Twenty-six mushers to participate in Chukotka dog-sled race in Apr

This year the itinerary of the dog-sled race will change again. The racers are to cover about 670 km within ten days

ANADYR, March 29 (Itar-Tass) — A Nadezhda (hope)-2012 dog-sled race will start on the Chukotka Peninsula on April 9, with 26 dog-team drivers, or mushers, participating, Pavel Dyachkov, Deputy Chairman of the Committee for Sports and Tourism of the Chukotka Autonomous Area, has told Itar-Tass.

This year the itinerary of the dog-sled race will change again. The racers are to cover about 670 km within ten days. The route will meander from Lavrenty Settlement to Lorino Village, then to the ethnic village of Yanrakynnot, turn to Novoye (new) Chaplino Village in Tkachen Bay and up to Township Provideniye (Providence), retrace its way back to New Champlino, Yanrakynnot, Lorino, and Lavrenty. Then it will proceed to Uelen, Russia's easternmost settlement on Cape Dezhnev, turn to Inchoun Settement and get to the finish in Lavrenty Village on April 19.
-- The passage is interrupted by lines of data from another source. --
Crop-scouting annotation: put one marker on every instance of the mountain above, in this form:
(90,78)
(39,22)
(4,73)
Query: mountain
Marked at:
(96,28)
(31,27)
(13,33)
The winners of dog-sled races of the past years -- Gennady Tomilov, Mikhal Telpin, and Pyotr Poyatirgin -- will also take part in this year's race. Norwegian musher Joar Ulsom, who took part in last year's race, is also expected to join the company.

Unique Chukotka sled-drawing dogs, or huskies, are equal participants in the race. They can draw heavily laden sledges all day long, sleep on the snow and find the way home in the heaviest of blizzards. The thoroughbred dogs render obedience to the musher who must take care of his dog team. The rules for the race stipulate, "No action or inaction causing pain and suffering to the dogs is inadmissible". Disqualification may ensue for that.

The races "in the endmost lands of the earth" were first held in 1991. Initially, they were intercontinental, running from the Alaskan city of Nome to Chukotla's Anadyr. However, since 1993, the dog-sled race itinerary has been running only inside the territory of the Chukotka Autonomous Area.